The power of cartoons! After devoting an hour to updating my post on the Barry Blitt cover, I go over to Memeorandum to see what else people are blogging about right now, and I see that everybody's talking about that New Yorker cover. I'm actually going to get around to reading that long, apparently well-researched article inside the magazine, the one about whatever it is Barack Obama did to rise to power inside that political mystery that is Chicago, but — as Art Spiegelman once said

Comics "go directly to the id.''


Kick us in the id and we cry out instantly. It will take us a while to do the background reading. Meanwhile, we bloggers will do the foreground writing.

Here's Michelle Malkin, reacting to Obama's reaction: "Grow a pair, Obama."
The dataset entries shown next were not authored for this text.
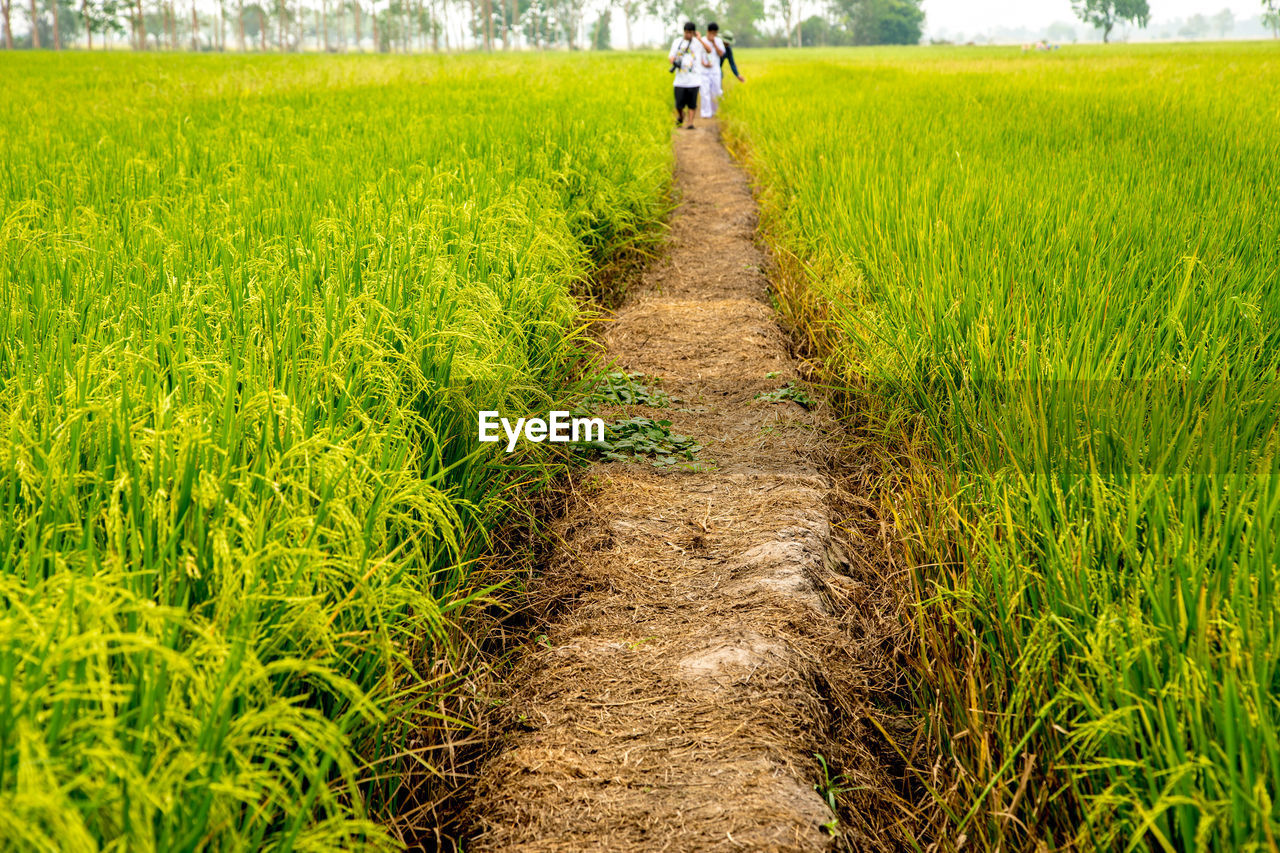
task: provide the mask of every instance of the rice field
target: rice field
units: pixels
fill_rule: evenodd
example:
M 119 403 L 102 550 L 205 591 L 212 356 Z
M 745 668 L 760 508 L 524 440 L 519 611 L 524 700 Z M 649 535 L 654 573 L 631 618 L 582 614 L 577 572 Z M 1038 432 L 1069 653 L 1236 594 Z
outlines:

And Kevin Drum is all at first I thought it was kinda funny....
But at the risk of seeming humorless, that reaction didn't last too long. Maybe it's because this kind of satire just doesn't work, no matter how well it's done. But mostly it's because a few minutes thought convinced me it was gutless. If artist Barry Blitt had some real cojones...
What is this fascination with balls? Jesse Jackson wants to cut Obama's, which presumes their existence. Michelle Malkin thinks they don't exist. Kevin Drum thinks they don't exist on Blitt — they've been oblitterated — though they may somehow exist in fake — or un-Spanish — form. But if Blitt had had real cojones...
... he would have drawn the same cover but shown it as a gigantic word bubble coming out of John McCain's mouth — implying, you see, that this is how McCain wants the world to view Obama. But he didn't. Because that would have been unfair.
Uh... no... because it would have been absurdly cluttered, stupid looking, and hard to draw. Not to mention clunkily literal and no fun at all. Blitt lacks balls because he assumes we have brains?

Drum speculates about what would have happened if his dopey mouth-bubble idea had appeared as a New Yorker cover:
And McCain would have complained about it. And for some reason, the risk that a failed satire would unfairly defame McCain is somehow seen as worse than the risk that a failed satire would unfairly defame Obama.

So: gutless. And whatever else you can say about it, good satire is never gutless.
It's gutless because Obama and not McCain was the one to get mad? Why does Drum even think that makes sense? Surely, The New Yorker's readers overwhelmingly favor Obama. To offend McCain would be stroking their id.

All I can think is that Drum feels threatened by McCain's anger and unthreatened by Obama's anger. Is he still talking about balls?